By that I don't mean only utilizing multiple cores (and threads), but also utilizing GPU cores and such new technologies where possible.
The only thing modern general-purpose GPU computing technology would be good for, in the context of MAME, is providing additional acceleration to the rendering on drivers that have 3D hardware.
Based on your questions, it appears that you think that it should be possible to run different devices on different host CPU cores, and that's just not something that's either worth doing or even doable at non-glacial speeds. You also appear to misunderstand how MAME works internally.
First, the different chips in an arcade machine - and indeed, any computer or console - are in fact very tightly-coupled. When a signal goes high or low, it happens within a single clock tick or less. This means that these chips can potentially exchange data, relying on each others' results, with remarkably tight synchronization. For an example of how costly that kind of synchronization is on a component level, just check out the driver for Pong - it doesn't even have a CPU, yet it's one of the slower drivers in MAME. By contrast, the different cores in your PC operate at their best when they have little to no communication between them.
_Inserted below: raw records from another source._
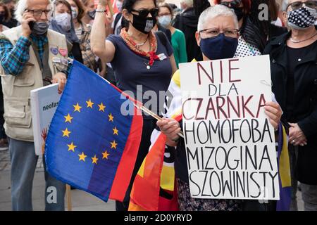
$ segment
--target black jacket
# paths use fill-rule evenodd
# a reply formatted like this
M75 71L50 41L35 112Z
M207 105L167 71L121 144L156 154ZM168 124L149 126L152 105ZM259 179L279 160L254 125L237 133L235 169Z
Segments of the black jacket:
M264 50L264 54L269 54L271 58L273 91L283 111L287 106L286 41L290 34L288 32L277 37ZM302 58L294 71L296 107L293 120L307 138L307 145L299 149L297 179L304 184L317 185L317 41L313 45L313 51Z
M195 58L202 60L201 51L196 41L195 33L197 31L198 18L194 8L189 8L180 14L178 14L173 22L173 26L183 32L186 40L186 51L188 61Z

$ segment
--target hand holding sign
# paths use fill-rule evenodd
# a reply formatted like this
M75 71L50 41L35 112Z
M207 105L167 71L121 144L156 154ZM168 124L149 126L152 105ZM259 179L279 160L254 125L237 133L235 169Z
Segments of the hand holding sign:
M282 109L280 105L277 103L273 101L269 101L266 103L266 106L264 106L264 112L270 119L270 122L273 126L274 129L276 130L278 127L278 124L280 121L280 117L282 117Z

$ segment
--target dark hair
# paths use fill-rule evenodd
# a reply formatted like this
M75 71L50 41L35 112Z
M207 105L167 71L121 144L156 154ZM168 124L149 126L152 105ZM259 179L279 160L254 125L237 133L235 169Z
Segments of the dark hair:
M168 11L170 11L170 15L172 16L172 18L173 18L174 15L173 15L173 11L172 7L170 7L170 5L166 2L158 5L158 8L163 8L163 7L167 8L168 9Z
M4 8L4 22L8 22L11 18L11 13L4 3L0 2L0 6Z
M210 7L210 3L208 0L194 0L193 6L195 10L196 16L199 18L200 14L201 14L206 8Z
M78 7L78 15L77 16L77 20L79 22L82 22L82 19L85 15L85 6L80 0L73 0Z
M124 0L122 5L122 9L126 9L128 11L130 12L131 10L133 9L133 6L137 1L139 0ZM156 7L156 1L153 0L153 3L154 4L155 7Z

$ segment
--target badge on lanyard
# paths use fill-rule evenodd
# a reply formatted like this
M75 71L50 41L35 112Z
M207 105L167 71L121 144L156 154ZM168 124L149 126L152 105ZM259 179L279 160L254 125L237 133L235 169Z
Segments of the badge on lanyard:
M164 59L167 58L166 56L164 53L161 53L157 55L158 58L160 59L160 61L163 60Z
M59 53L61 55L62 55L63 56L66 56L67 55L67 49L59 49Z
M51 50L51 52L55 56L57 56L57 54L58 53L58 48L51 48L49 49Z

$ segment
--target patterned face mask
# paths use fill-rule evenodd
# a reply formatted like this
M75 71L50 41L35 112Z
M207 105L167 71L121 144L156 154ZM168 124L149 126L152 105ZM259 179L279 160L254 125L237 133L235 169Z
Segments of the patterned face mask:
M290 27L304 30L315 24L317 20L317 11L314 8L302 7L288 12L287 24Z

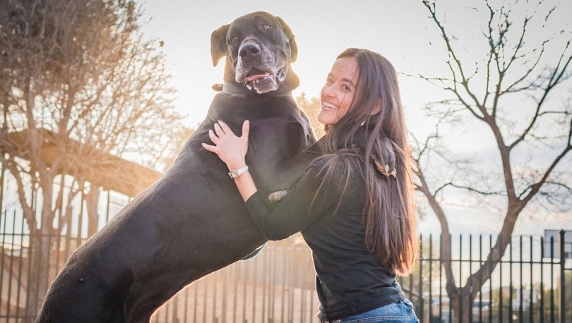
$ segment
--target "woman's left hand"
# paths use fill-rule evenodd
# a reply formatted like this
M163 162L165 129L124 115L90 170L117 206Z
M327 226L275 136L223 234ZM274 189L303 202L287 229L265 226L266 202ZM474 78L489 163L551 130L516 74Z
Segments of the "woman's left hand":
M222 121L215 123L214 131L208 130L208 136L215 145L203 142L203 147L216 154L229 169L238 169L244 165L245 156L249 149L250 123L242 123L242 135L239 137Z

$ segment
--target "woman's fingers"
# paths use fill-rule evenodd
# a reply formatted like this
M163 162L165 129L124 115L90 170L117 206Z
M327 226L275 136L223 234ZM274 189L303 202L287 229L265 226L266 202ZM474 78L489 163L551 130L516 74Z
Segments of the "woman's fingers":
M249 138L249 133L250 132L250 121L245 120L242 123L242 137Z

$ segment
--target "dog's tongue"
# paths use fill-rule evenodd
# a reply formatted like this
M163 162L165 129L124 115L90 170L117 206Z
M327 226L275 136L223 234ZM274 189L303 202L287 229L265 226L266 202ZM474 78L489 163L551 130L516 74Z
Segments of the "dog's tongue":
M246 78L244 78L244 80L246 82L253 82L256 80L260 80L261 78L268 78L268 76L270 76L270 73L266 72L264 74L254 74L248 75Z

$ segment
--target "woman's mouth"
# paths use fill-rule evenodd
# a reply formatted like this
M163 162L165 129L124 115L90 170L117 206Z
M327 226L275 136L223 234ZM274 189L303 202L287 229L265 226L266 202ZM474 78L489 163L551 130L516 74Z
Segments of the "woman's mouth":
M338 110L340 109L338 106L327 102L322 102L322 108L325 108L327 110Z

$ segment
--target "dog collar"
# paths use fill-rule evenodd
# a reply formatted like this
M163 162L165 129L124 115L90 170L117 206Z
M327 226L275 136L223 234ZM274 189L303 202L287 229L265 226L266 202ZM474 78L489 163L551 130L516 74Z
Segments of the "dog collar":
M292 91L287 91L287 92L278 92L278 91L269 92L266 93L262 93L260 95L256 95L256 92L251 92L247 88L242 86L239 86L235 83L232 83L230 82L225 82L222 83L222 89L221 90L222 93L226 93L227 95L263 95L266 97L291 97L292 96Z

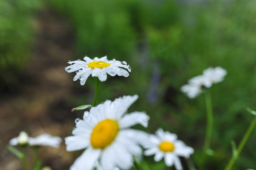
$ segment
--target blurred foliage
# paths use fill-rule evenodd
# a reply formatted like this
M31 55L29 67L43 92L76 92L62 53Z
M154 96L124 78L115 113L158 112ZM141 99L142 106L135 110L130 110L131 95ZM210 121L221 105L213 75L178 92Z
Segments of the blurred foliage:
M16 5L18 1L23 5ZM26 1L0 1L1 6L7 7L0 12L1 22L6 22L0 25L0 47L4 49L0 53L1 69L13 68L27 57L33 19L30 15L36 5L28 8L21 2ZM76 30L77 55L71 60L107 55L110 60L125 60L132 66L128 78L109 76L100 84L98 101L138 94L140 98L131 110L145 110L150 116L146 130L153 133L161 127L177 134L195 148L192 159L196 167L222 169L232 154L230 141L234 139L238 145L252 119L245 108L256 109L256 1L48 1L69 18ZM206 126L203 94L190 100L180 88L203 69L219 66L228 75L211 90L214 154L202 157ZM96 82L90 77L85 86L91 92L72 97L74 107L92 103ZM85 88L74 83L78 88ZM256 166L256 133L254 130L233 170ZM145 159L143 169L163 169L162 162L153 165L152 158Z
M107 54L132 67L127 79L114 78L100 85L99 101L139 94L140 105L135 103L132 109L144 110L150 116L149 131L161 127L177 133L195 147L196 166L223 168L231 155L230 140L240 142L252 119L245 108L255 106L251 94L256 85L256 1L50 2L73 21L77 30L78 56L73 60L85 54L91 58ZM228 74L211 89L215 152L213 156L202 158L206 125L203 94L190 100L180 88L203 69L218 66ZM94 89L94 82L87 83ZM233 170L255 167L251 161L256 158L251 152L255 139L252 135L240 157L243 161L238 161ZM159 163L159 167L162 165Z
M39 0L0 1L0 81L11 85L29 57Z

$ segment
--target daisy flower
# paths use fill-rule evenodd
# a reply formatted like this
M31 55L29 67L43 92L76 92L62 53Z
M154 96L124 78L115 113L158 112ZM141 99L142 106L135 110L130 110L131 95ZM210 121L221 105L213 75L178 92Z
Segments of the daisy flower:
M76 71L76 75L73 80L80 80L81 85L85 84L88 77L91 75L93 77L98 77L99 80L102 82L106 80L106 74L111 76L118 75L127 77L129 73L125 69L127 69L131 72L131 68L129 65L127 65L125 61L117 61L115 59L108 60L106 56L98 58L95 57L91 59L87 56L84 58L85 61L80 60L69 61L68 62L71 65L65 68L66 71L69 73Z
M18 137L11 139L9 143L12 145L26 145L28 144L28 136L24 131L21 131Z
M150 119L144 112L125 114L138 97L124 96L114 102L107 100L85 111L83 119L76 119L74 136L65 139L67 151L86 149L71 170L93 170L97 161L106 170L132 166L132 156L141 155L139 145L147 140L148 135L129 128L137 124L147 127Z
M147 150L144 155L155 154L154 159L160 161L163 158L168 166L174 164L177 170L183 169L179 156L188 158L194 153L193 148L186 146L183 142L177 140L177 136L169 132L164 132L159 128L156 135L151 135L149 141L145 145Z
M182 86L181 90L190 99L194 98L205 88L222 81L227 75L227 71L220 67L209 68L203 70L203 75L196 76L188 80L188 84Z
M44 145L57 148L60 146L62 140L62 138L59 136L53 136L47 134L43 134L35 137L28 137L26 132L22 131L18 137L11 139L9 143L12 145L20 145L22 144L21 141L24 143L26 141L30 146Z

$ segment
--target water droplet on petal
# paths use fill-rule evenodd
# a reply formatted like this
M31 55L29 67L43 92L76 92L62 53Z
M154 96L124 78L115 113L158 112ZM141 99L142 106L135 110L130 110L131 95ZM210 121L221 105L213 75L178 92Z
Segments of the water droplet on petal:
M122 64L123 64L123 65L127 65L127 63L126 61L122 61L121 63L122 63Z
M75 123L78 123L80 121L80 119L79 118L76 119L75 120Z

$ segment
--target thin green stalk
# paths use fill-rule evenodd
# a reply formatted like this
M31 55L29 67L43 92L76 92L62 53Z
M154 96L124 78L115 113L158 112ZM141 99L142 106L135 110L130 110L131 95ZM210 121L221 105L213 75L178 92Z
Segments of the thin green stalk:
M135 159L133 158L133 164L135 167L136 169L138 170L142 170L142 168L141 167L139 163L136 161Z
M96 85L96 90L95 90L95 95L94 95L94 100L93 101L93 107L96 105L97 102L97 98L98 97L98 93L99 92L99 79L97 78L97 85Z
M39 155L39 146L33 146L33 153L34 153L34 169L36 169L36 167L37 166L37 163L38 161Z
M211 91L208 90L205 92L205 106L206 108L206 114L207 116L207 123L206 126L206 133L204 138L203 151L206 152L210 149L210 144L212 138L212 126L213 125L213 116L212 114L212 98L211 97Z
M251 123L251 124L250 125L249 128L248 128L248 129L247 129L246 133L245 133L245 135L244 136L244 137L242 139L242 141L239 144L239 146L238 146L237 152L236 152L235 154L234 154L233 155L233 157L232 157L231 160L230 161L229 163L228 164L228 165L224 169L225 170L231 170L231 168L232 168L233 165L234 164L234 163L237 160L238 156L239 156L240 153L241 153L241 151L242 151L242 150L243 149L244 146L246 143L246 142L247 141L247 140L248 139L249 136L251 134L251 133L252 132L252 131L253 129L253 128L254 128L254 126L255 126L256 124L256 116L255 117L254 119L252 121L252 122Z
M26 146L22 146L21 150L22 150L22 153L23 153L23 156L21 158L21 161L22 162L22 165L23 166L24 170L28 170L27 164L26 163Z

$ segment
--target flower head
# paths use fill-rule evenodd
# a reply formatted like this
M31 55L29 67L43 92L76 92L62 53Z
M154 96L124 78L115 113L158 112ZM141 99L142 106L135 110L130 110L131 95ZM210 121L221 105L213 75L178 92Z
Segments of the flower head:
M22 131L18 137L11 139L10 144L12 145L21 145L21 141L23 141L23 143L26 141L26 144L30 146L44 145L58 147L62 140L59 136L53 136L49 134L43 134L37 137L28 137L26 133L24 134L24 133L26 133ZM25 140L25 138L26 140Z
M148 126L149 117L144 112L125 114L138 95L124 96L114 102L107 100L85 111L83 119L76 121L73 136L65 138L68 151L86 148L71 165L71 170L90 170L99 161L104 170L115 166L128 169L132 165L132 156L139 156L139 145L147 140L148 135L129 128L140 124Z
M183 169L179 156L186 158L194 153L193 148L186 146L183 142L177 140L177 136L169 132L164 132L159 128L156 135L150 136L148 143L145 145L147 149L144 154L147 156L155 154L154 160L160 161L163 158L166 164L171 166L174 164L177 170Z
M28 144L28 136L27 136L27 134L24 131L20 132L18 137L16 137L10 141L10 144L20 146L27 145Z
M220 67L209 68L203 75L196 76L188 80L188 84L182 86L181 90L190 99L193 99L202 93L206 88L222 81L227 75L227 71Z
M69 64L71 65L65 68L65 70L69 73L74 71L76 72L76 75L74 77L73 80L80 80L81 85L85 84L88 77L91 75L92 76L98 77L99 80L102 82L106 80L106 74L111 76L118 75L127 77L129 73L123 68L127 69L131 72L131 67L127 65L125 61L117 61L115 59L108 60L106 56L98 58L95 57L91 59L86 56L84 58L85 61L77 60L76 61L69 61Z

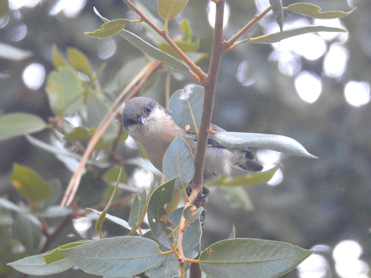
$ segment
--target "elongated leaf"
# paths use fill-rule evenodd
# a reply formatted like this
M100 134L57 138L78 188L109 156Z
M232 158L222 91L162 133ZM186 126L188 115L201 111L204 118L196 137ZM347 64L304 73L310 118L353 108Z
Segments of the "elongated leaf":
M297 156L318 158L308 153L298 141L282 135L226 132L215 134L213 138L228 148L257 147Z
M103 21L105 22L109 21L101 16L95 8L94 11ZM119 32L119 34L139 50L152 58L168 65L174 69L187 72L189 71L185 64L151 45L131 32L122 29Z
M355 9L354 8L348 13L343 11L320 11L321 8L315 5L308 3L295 3L289 5L286 8L294 13L305 16L322 19L339 18L350 14Z
M125 24L130 22L128 19L114 19L101 25L101 29L94 32L85 32L85 34L99 39L108 37L118 33L124 29Z
M272 10L276 18L276 22L279 26L282 32L283 30L283 10L282 9L282 0L269 0L269 4L272 6Z
M82 105L84 88L76 72L60 67L50 73L46 88L52 109L55 114L72 116Z
M167 181L178 177L175 181L176 188L187 186L193 178L193 155L191 148L179 133L165 152L162 169Z
M47 264L58 262L59 261L66 258L65 255L60 252L60 249L67 249L69 248L75 247L82 244L85 244L85 243L88 243L88 242L91 242L92 241L91 240L85 240L65 244L55 249L50 253L43 254L43 258L44 258L45 263Z
M133 206L129 216L129 225L131 227L135 226L141 221L147 201L147 190L144 188L141 193L140 200L139 194L137 194L133 202Z
M104 238L69 249L62 253L85 272L108 277L126 277L162 263L154 241L139 236Z
M99 233L99 237L100 238L102 238L102 226L103 225L103 221L104 221L104 219L106 217L107 213L108 211L108 209L109 208L109 206L112 203L112 201L113 201L114 197L115 196L115 193L116 192L116 189L117 189L117 186L118 185L118 183L121 179L121 174L122 172L122 168L121 168L120 169L120 172L119 173L118 177L117 178L117 181L116 182L116 184L115 186L115 188L114 189L113 192L112 192L112 194L111 195L111 198L109 198L109 201L108 201L107 204L106 205L106 206L104 208L104 209L102 212L102 213L99 216L99 217L98 218L98 219L95 223L95 231Z
M171 249L174 238L165 234L165 229L171 223L165 205L173 198L175 178L171 179L155 189L150 198L147 215L148 224L155 238L167 248Z
M100 215L101 214L102 214L101 212L98 211L96 211L95 209L93 209L88 208L87 209L91 210L92 211L93 211L95 212L96 212L97 214L98 214L98 215ZM121 219L120 218L119 218L118 217L117 217L115 216L114 216L113 215L111 215L110 214L106 214L106 218L107 219L107 220L108 220L109 221L110 221L111 222L112 222L114 223L116 223L116 224L117 224L119 225L120 226L125 228L127 229L128 229L129 230L131 229L130 226L129 225L129 224L124 219ZM139 234L139 232L137 231L137 234Z
M19 61L27 59L33 55L32 51L21 49L13 46L0 43L0 57L4 59Z
M210 277L278 277L292 269L314 250L288 243L236 238L216 242L200 257L200 266Z
M194 43L183 42L183 41L175 41L175 44L184 52L195 52L198 50L200 47L200 40L197 40ZM167 43L160 43L157 46L158 49L173 57L180 59L180 57L175 51Z
M28 113L9 113L0 116L0 140L40 131L46 124L41 118Z
M188 0L158 0L158 14L164 19L170 20L181 11L188 3Z
M169 100L171 118L177 125L187 131L198 130L204 103L204 88L196 85L190 88L187 97L182 98L183 90L173 94Z
M8 265L23 273L35 275L50 275L59 273L73 266L73 264L67 259L46 264L43 255L50 252L50 251L48 251L43 254L25 258L9 263Z
M344 29L335 27L329 27L326 26L317 25L308 25L307 26L294 27L285 30L282 32L278 32L273 34L265 35L256 38L250 38L236 42L236 43L273 43L280 42L282 40L295 36L302 35L308 33L316 32L342 32L347 33L348 31Z
M278 164L266 171L248 173L237 177L224 176L219 181L213 182L213 185L221 186L234 186L240 185L246 186L267 182L272 178L275 173L279 168L279 164Z
M85 73L91 80L94 79L94 74L88 58L78 49L70 47L67 50L71 65L76 70Z
M31 202L46 200L50 196L49 185L28 167L15 163L10 180L17 189Z

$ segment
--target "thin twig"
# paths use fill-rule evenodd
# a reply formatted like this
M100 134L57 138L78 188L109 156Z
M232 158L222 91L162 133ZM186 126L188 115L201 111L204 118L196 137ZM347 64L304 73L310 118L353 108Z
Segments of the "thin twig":
M264 10L260 13L257 15L255 16L254 19L250 22L248 23L243 28L241 29L237 34L232 37L229 40L225 42L224 43L226 46L227 51L234 48L236 45L233 45L233 44L236 42L242 36L242 35L244 34L246 32L252 27L253 25L257 22L259 20L263 18L267 13L272 9L272 6L269 6L267 7Z
M180 56L184 62L187 64L190 67L192 70L194 72L198 78L201 80L204 80L206 77L206 75L200 68L198 67L194 63L188 58L188 56L184 54L181 50L178 47L178 46L175 44L173 40L170 38L164 31L161 30L157 27L154 23L150 20L147 17L145 16L143 13L142 13L139 9L134 4L132 3L129 0L123 0L129 7L139 16L141 20L148 24L151 28L155 31L157 33L162 37L166 42L169 44L169 45L174 49L174 51ZM202 83L201 82L201 83Z

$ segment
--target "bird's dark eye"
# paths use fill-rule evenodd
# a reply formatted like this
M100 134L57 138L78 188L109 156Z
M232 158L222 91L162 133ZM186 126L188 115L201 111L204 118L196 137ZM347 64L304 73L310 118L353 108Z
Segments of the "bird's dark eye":
M149 106L145 107L145 113L147 115L151 113L151 107Z
M124 126L129 126L135 125L137 123L137 122L133 119L128 119L125 120L124 122Z

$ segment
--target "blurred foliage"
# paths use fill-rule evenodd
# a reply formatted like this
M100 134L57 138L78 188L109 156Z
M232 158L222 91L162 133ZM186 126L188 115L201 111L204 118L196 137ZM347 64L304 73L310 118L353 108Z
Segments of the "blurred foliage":
M297 2L282 1L283 6L286 7ZM352 14L353 17L341 20L349 32L346 39L338 35L325 41L326 51L336 44L347 49L349 60L345 72L335 77L324 74L324 54L314 60L299 56L300 72L311 73L322 83L319 98L309 104L300 98L296 91L295 80L298 73L287 75L280 70L279 61L275 57L279 46L277 48L276 46L272 47L269 44L242 44L226 53L222 60L213 122L230 131L280 134L295 138L319 159L290 156L281 162L284 178L276 186L261 184L238 186L235 194L229 195L222 193L216 186L211 188L207 205L207 219L203 227L201 246L227 238L234 224L237 238L288 242L306 249L323 244L330 246L331 250L341 241L354 239L363 248L361 258L370 265L370 103L360 107L351 106L346 101L344 90L350 80L370 82L371 31L368 26L371 26L371 6L367 1L359 0L311 2L320 6L323 11L336 9L347 11L353 7L357 7ZM0 111L3 113L31 113L38 115L45 122L49 122L50 117L56 117L56 120L59 121L61 125L59 126L64 130L44 130L34 135L35 137L56 148L61 146L74 155L81 155L91 131L108 110L109 103L105 100L114 99L149 60L118 36L98 40L83 34L93 32L102 25L101 20L94 13L93 7L102 14L109 15L110 19L137 19L122 1L89 1L73 16L68 16L67 10L52 12L55 10L56 2L45 2L42 5L39 3L19 9L11 6L7 19L3 20L3 17L0 18L0 48L6 49L6 53L14 54L13 59L0 55ZM144 1L142 4L153 14L157 14L157 7L152 1ZM253 1L234 0L227 4L230 15L224 30L226 39L246 24L246 18L252 18L257 13L257 5ZM183 25L183 30L168 26L172 37L183 36L183 40L180 41L186 43L184 47L192 47L188 49L204 54L209 54L212 40L212 28L205 16L207 4L207 1L190 1L173 20L180 24L186 17L193 35L201 38L199 42L190 40L186 25ZM300 16L287 11L285 16L285 20L289 22ZM275 20L273 14L268 14L261 24L254 26L242 39L266 33L265 26L277 25ZM313 20L308 19L306 23L313 23ZM24 26L26 32L22 34ZM133 33L144 34L147 41L158 39L154 38L153 33L143 23L128 24L125 28ZM209 62L205 59L199 63L204 71L207 71ZM251 81L247 85L244 80L238 78L243 69L242 62L247 62L248 66L243 72L244 80ZM22 78L25 68L33 63L42 64L46 72L43 86L36 90L27 87ZM55 71L56 68L60 70L59 73ZM164 69L156 72L148 81L150 86L144 87L141 95L164 106L165 96L162 92L165 91L163 80L166 73ZM187 87L194 83L186 72L178 71L171 74L171 92ZM56 106L49 105L48 97L53 97L53 84L62 81L64 83L66 80L71 80L70 84L74 89L63 88L66 98L60 100ZM79 93L70 95L76 92ZM80 109L79 116L62 120L62 116L74 115L60 115L60 107L70 107L72 103ZM76 120L83 130L75 127L74 121ZM106 203L110 196L107 192L112 192L112 188L108 185L112 183L114 185L118 175L115 175L118 171L112 175L106 172L108 169L104 162L112 161L110 159L114 158L110 156L112 154L109 152L102 150L114 149L116 157L125 159L138 156L138 151L121 140L121 136L125 135L115 137L119 134L119 126L118 123L111 125L104 135L105 140L101 141L103 145L95 150L94 157L102 158L99 163L88 163L88 171L78 193L78 207L89 206L102 211L104 207L103 202ZM72 142L75 140L81 140L81 145L76 147ZM118 142L117 145L115 142ZM3 239L0 245L0 276L19 275L19 272L6 266L7 263L72 241L96 236L93 225L81 234L76 228L76 224L73 225L70 221L72 218L89 216L85 211L82 212L76 210L73 215L72 211L62 209L56 213L55 211L50 211L49 215L52 216L48 217L47 214L40 218L45 223L40 222L36 216L27 218L25 215L31 215L28 213L29 208L26 206L29 204L10 181L14 163L32 169L50 187L54 199L49 200L45 205L53 208L60 201L76 161L72 156L42 150L24 138L0 141L0 235ZM128 219L133 192L128 189L134 189L125 187L125 183L129 184L132 180L137 168L132 165L125 165L126 175L124 178L122 177L119 186L119 189L124 189L114 199L113 202L116 202L117 205L110 209L110 214ZM229 187L227 190L230 190ZM226 197L232 202L225 202ZM11 207L13 205L5 202L7 200L14 206ZM253 210L243 210L253 206ZM35 211L35 215L37 212ZM41 232L45 226L53 227L59 232L51 240ZM216 226L218 228L215 229ZM105 222L102 232L114 236L122 235L127 230ZM326 258L332 260L331 251L325 253ZM330 267L333 269L334 264L330 264ZM335 277L334 269L332 271ZM297 275L293 271L285 277ZM91 276L70 269L53 277L76 275Z

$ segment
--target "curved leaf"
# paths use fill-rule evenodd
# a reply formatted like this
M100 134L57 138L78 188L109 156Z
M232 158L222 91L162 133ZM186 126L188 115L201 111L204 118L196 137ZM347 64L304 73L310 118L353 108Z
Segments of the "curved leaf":
M103 21L105 22L109 21L101 16L95 8L94 11ZM185 64L151 45L131 32L122 29L118 34L139 50L152 58L168 65L174 69L186 72L189 72L188 67Z
M188 3L188 0L158 0L158 14L164 19L170 20L181 11Z
M28 113L9 113L0 116L0 140L40 131L46 126L36 115Z
M46 90L50 107L57 115L63 112L72 116L82 105L84 87L76 72L69 67L61 66L52 72Z
M329 27L327 26L317 25L308 25L304 26L294 27L288 29L282 32L278 32L273 34L257 37L256 38L250 38L240 42L236 43L273 43L280 42L282 40L295 36L302 35L308 33L313 33L316 32L342 32L347 33L348 31L341 28L335 27Z
M282 9L282 0L269 0L269 4L272 6L272 10L276 18L276 22L279 26L282 32L283 29L283 10Z
M115 35L125 27L125 24L130 21L128 19L114 19L104 23L101 26L101 29L94 32L85 32L85 34L90 37L102 39L108 38Z
M10 179L14 187L31 202L46 200L50 196L49 184L28 167L14 164Z
M35 275L59 273L73 266L73 264L67 259L46 264L43 255L50 252L50 251L49 251L43 254L27 257L7 264L19 271L29 275Z
M278 241L226 239L202 252L200 266L210 277L276 277L292 269L313 252Z
M193 178L193 155L188 144L179 133L165 152L162 169L167 181L177 177L175 181L176 188L187 186Z
M171 249L174 243L172 236L168 237L165 229L171 225L168 221L168 212L164 206L173 199L175 178L171 179L155 189L148 202L147 215L148 224L158 242L167 248Z
M350 14L355 9L354 8L348 13L343 11L320 11L321 8L315 5L308 3L295 3L289 5L288 10L305 16L322 19L339 18Z
M88 58L78 49L69 47L67 49L68 59L71 65L76 70L85 73L90 80L94 79L93 70Z
M257 147L297 156L318 158L308 153L298 141L282 135L226 132L214 134L213 138L228 148Z
M204 88L196 85L189 88L187 97L182 98L183 90L173 94L169 100L171 118L176 125L187 131L198 130L204 103Z
M108 277L127 277L161 264L154 241L140 236L103 238L68 249L60 249L67 259L85 272Z

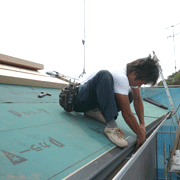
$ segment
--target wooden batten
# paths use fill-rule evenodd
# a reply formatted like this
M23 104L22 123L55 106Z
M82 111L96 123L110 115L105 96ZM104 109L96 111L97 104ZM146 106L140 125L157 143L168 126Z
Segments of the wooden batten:
M6 65L11 65L15 67L23 67L26 69L33 69L33 70L42 70L44 69L43 64L23 60L20 58L15 58L11 56L7 56L4 54L0 54L0 64L6 64Z
M0 54L0 83L59 89L67 86L65 81L37 71L43 68L42 64Z

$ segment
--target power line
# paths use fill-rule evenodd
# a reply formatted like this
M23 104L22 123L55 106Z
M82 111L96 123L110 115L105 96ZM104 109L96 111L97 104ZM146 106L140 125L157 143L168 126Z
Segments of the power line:
M175 58L175 73L176 73L176 68L177 68L177 67L176 67L176 56L175 56L175 42L174 42L174 36L176 36L176 35L180 34L180 32L178 32L178 33L174 34L174 26L177 26L177 25L180 25L180 23L175 24L175 25L172 25L172 26L170 26L170 27L166 28L166 29L173 28L173 35L172 35L172 36L168 36L167 38L169 38L169 37L173 37L173 43L174 43L174 58Z
M79 78L83 77L83 75L86 74L85 72L85 0L84 0L84 39L82 40L82 44L84 45L84 67L83 67L83 72L79 76Z

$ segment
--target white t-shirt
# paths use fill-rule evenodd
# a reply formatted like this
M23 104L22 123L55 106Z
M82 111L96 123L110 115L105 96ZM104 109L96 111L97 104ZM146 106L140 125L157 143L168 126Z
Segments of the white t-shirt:
M118 94L124 94L128 95L129 92L129 81L127 78L127 69L126 65L123 65L121 67L117 67L118 69L104 69L108 70L114 80L114 92ZM80 83L83 85L85 84L89 79L93 78L100 70L93 71L90 74L85 74L82 79L80 79Z

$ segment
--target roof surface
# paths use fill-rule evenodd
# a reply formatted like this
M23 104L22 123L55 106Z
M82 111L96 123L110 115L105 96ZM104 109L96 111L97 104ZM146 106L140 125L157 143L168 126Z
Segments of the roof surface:
M105 125L59 106L60 91L0 84L0 179L63 179L115 147ZM146 125L168 112L143 103ZM121 115L117 124L136 137Z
By way of an analogy, the components on a PCB are more akin to a team interacting on a football pitch for a common goal, whereas the cores in your CPU are more like a synchronized swimming team, all doing the same thing but in unison.
I would never say to sacrifice the core mission of MAME to emulate hardware in the lowest possible level and accuracy (I am not talking about taking "shortcuts"*), but real hardware that MAME tries to emulate DOES run things in parallel anyway, right? (I mean each component does its job, not one component after the other)
Please shed some light?
---
(* this just came to me: "shortcuts" maybe shouldn't be out of the question either... I mean, sometimes just to get things forward SIMULATING a part may be a stepping stone towards EMULATING it... maybe a component's status in the future could be "not working", "incomplete", "simulated", "working". This would kick forward many mechanical machines I believe...)
Thoughts?
And this is why I think you fundamentally misunderstand how MAME works internally. Compared to the lowest possible level of accuracy - emulating all of the ICs on a board individually and how they're interconnected - MAME is nowhere near on that level in most cases. The developers deviate from that particular level of accuracy all the time. The best examples I can think of are the implementations of the video hardware in various 80's (and later) arcade games: in most cases it's not handled by a single IC, it's either implemented with multiple ASICs or controllers, or with a bunch of TTL ICs. It's rare indeed for MAME to emulate the video hardware on that level.
I'm looking at making that sort of trade-off myself right now: I'm looking into emulating the Fairlight CMI series of synthesizers, and I have schematics for two of the types of boards that would be in the rack unit. I could, in theory, emulate the components on the schematic using MAME's netlist library. In practice, I'm very unlikely to do that, because at the end of the day the schematics already exist and I feel that MAME loses its documentary value for the games themselves if it needlessly sacrifices speed for accuracy when it can be both sufficiently speedy and sufficiently accurate, when evaluated in context.
Accuracy is not an all-or-nothing approach, and it ultimately comes down to what level of accuracy a given driver author is comfortable with, and a tacit agreement among the developers as to a minimum level of accuracy that we strive to maintain. MAME wouldn't be able to benefit from any additional level of parallelism other than accelerating 3D drivers, quite simply.